The European sourcing route insulates Canadian Model Y pricing from US trade friction, an advantage Rivian does not currently hold for the R2.
Canadian Rebates
Canada’s consumer rebate returned in February under a new name, the Electric Vehicle Affordability Program (EVAP), part of the federal government’s C$2.3 billion EV adoption package announced in February.
EVAP offers up to C$5,000 for battery-electric and fuel-cell vehicles and up to C$2,500 for plug-in hybrids, backed by C$2.275 billion over five years.
The program applies to vehicles with a final transaction value of C$50,000 or less, though vehicles built in Canada are exempt from that ceiling.
Eligibility also requires that a vehicle be manufactured in Canada or imported from a country with an active free-trade agreement with Canada, which excludes Chinese-built EVs.

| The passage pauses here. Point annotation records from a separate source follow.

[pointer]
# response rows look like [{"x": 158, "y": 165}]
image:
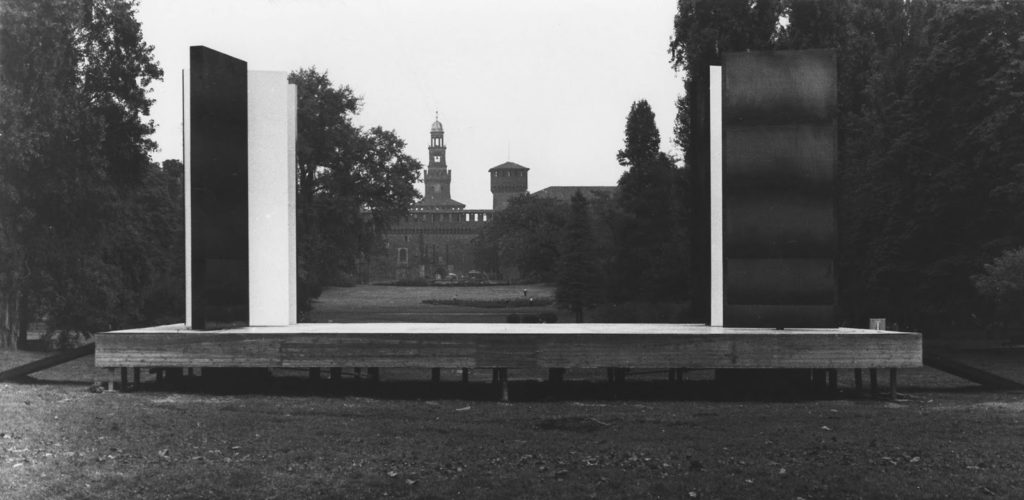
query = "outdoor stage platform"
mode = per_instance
[{"x": 508, "y": 345}]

A US-built R2 could qualify on origin grounds under the USMCA framework, but the Performance trim’s $57,990 starting price, before tariffs and currency conversion, sits above the C$50,000 threshold.
The reinstated rebate drove more than 24,400 sales in its first three months.
Scaling
Rivian‘s physical footprint in Canada also remains limited.
The company operates Service Centers in Richmond, British Columbia, Vaughan, Ontario, and Calgary, Alberta, leaving the majority of the country without a dedicated site.
Rivian has said it plans to push its global service network beyond 150 locations by the end of 2027.
The company raised its full-year delivery forecast on Thursday after second-quarter deliveries came above consensus at 12,194 EVs.
Rivian lifted its 2026 delivery range to between 65,000 and 70,000 vehicles, from a prior target of 62,000 to 67,000 — an increase of 3,000 units at each end.
R2 handovers and stronger demand for its trucks and commercial vans were the reasons cited by management.